L’Exposition universelle de Paris de 1878 est également un moment important pour la maison Fourdinois malgré quelques critiques sur “la plus que parfaite incommodité des meubles et sièges exposés dans son compartiment”4. Elle y expose un coffret à bijoux, une chaise longue et les deux portes du Musée des Arts Décoratifs. Nombre de ses collaborateurs sont également récompensés à l’Exposition de 1878. “Dans cent ans, on reconnaîtra un meuble de Fourdinois comme on reconnaît aujourd’hui un Riesener ou un Boule (sic)"5. Fourdinois cesse son activité en 1887, on peut trouver une explication des difficultés économiques dans ses écrits “Il y a d’abord la production d’un luxe intermédiaire qui n’existait pas jadis, d’une sorte de demi-luxe à la portée des classes moyennes. Puis la tendance de notre aristocratie financière à préférer aux œuvres de bon goût et d’exécution soignée, dont le prix en définitive n’est qu’en proportion de leur valeur, les œuvres bon marché et communes qui, à leurs yeux, semblent valoir à peu près les premières. Il faut ajouter la bizarre maladie des riches amateurs contemporains qui, tout en faisant profession d’encourager la production artistique, n’hésitent pas à payer des sommes inouïes un objet ancien d’un goût parfois douteux, souvent même une imitation, alors même qu’ils ignorent ou dédaignent les chefs-d’œuvre de l’industrie moderne »6.

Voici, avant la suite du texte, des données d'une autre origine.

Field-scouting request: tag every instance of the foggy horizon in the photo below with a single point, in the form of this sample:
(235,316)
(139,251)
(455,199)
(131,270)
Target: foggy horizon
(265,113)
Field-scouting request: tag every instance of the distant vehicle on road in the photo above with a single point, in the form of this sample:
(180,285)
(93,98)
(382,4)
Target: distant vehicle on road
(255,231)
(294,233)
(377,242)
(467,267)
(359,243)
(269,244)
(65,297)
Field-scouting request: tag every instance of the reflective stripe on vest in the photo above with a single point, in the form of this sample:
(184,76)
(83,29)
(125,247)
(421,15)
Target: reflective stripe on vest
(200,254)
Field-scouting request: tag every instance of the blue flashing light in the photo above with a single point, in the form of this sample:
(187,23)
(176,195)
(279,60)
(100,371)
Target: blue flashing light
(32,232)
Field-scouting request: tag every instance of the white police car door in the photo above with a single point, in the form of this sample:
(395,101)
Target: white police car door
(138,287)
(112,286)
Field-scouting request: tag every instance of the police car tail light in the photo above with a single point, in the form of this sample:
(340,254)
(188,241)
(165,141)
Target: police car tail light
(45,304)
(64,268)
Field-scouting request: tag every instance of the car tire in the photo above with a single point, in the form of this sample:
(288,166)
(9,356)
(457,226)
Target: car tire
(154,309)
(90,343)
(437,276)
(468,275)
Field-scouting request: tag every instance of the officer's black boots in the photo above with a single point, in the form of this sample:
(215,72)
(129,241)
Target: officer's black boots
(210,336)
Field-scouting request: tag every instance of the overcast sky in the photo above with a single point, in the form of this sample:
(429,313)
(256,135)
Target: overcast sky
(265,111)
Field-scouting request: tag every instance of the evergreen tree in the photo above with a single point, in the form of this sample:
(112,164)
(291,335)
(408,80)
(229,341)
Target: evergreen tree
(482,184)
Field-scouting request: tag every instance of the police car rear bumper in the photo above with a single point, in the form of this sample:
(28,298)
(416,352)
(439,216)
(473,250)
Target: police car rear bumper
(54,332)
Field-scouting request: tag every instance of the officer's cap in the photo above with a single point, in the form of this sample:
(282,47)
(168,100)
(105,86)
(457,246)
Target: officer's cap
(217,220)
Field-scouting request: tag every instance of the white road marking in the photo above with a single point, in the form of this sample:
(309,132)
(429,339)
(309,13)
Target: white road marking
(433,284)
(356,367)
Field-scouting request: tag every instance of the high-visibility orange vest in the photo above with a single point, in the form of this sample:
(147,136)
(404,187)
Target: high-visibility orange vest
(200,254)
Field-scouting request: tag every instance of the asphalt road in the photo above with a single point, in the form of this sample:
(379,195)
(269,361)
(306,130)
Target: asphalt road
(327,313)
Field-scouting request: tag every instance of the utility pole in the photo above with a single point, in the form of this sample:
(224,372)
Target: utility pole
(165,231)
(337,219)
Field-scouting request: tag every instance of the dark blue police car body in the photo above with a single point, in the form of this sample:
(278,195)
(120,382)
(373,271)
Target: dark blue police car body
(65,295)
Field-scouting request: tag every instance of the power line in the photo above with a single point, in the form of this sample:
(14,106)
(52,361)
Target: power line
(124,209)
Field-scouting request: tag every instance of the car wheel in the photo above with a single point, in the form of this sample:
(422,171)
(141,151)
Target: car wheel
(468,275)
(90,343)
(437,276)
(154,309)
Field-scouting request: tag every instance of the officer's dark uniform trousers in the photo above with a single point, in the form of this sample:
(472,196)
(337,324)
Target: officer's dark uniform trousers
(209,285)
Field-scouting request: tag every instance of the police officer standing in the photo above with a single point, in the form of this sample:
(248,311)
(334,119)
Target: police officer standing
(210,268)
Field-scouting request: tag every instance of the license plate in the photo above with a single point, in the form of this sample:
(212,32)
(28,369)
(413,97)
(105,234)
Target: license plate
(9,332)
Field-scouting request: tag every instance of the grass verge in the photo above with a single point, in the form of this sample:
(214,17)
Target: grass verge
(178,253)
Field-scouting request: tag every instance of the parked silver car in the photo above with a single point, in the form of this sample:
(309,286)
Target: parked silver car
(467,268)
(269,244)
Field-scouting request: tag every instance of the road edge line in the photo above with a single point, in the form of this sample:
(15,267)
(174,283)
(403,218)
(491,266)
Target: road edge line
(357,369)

1On peut imaginer que les commandes se faisant plus rares pour Fourdinois père durant cette crise politique et économique, Henri-Auguste décide de partir compléter sa formation en Angleterre. Quelques années plus tard, Henri-Auguste publie des ouvrages qui nous permettent d’appréhender sa vision économique de l’industrie ainsi que son ancrage dans la société. Pour lui, la révolution de 1848 qui engendre un nombre important d’artistes en exil, est “une grande date pour son influence sur les progrès de l’industrie.”

2Une remarque évoque ce bref passage avec une traditionnelle dépréciation pour les arts appliqués dans l’étude sur l’exposition de 1862 “Début d’un jeune homme qui aurait pu aspirer à la grande sculpture” Études sur l’exposition universelle de Londres en 1862 : renseignements techniques sur les procédés nouveaux manifestés par cette exposition. Paris, 1863, p. 854

3Luc Léo. L’Industrie au XIXe siècle. Les microscopes Chevalier. Ameublement H. Fourdinois. Orfèverie, fabrication du métal blanc... Papiers peints à la planche. Paris, 1878, p. 22.

4L’Univers illustré : journal hebdomadaire, 5 octobre 1878.

5Sous la direction de M. Émile Bergera Les chefs-d’œuvre d’art à l’Exposition universelle 1878. Paris, 1878, t.1 p. 79.

6Revue des arts décoratifs, 1884, t. 5, p. 538.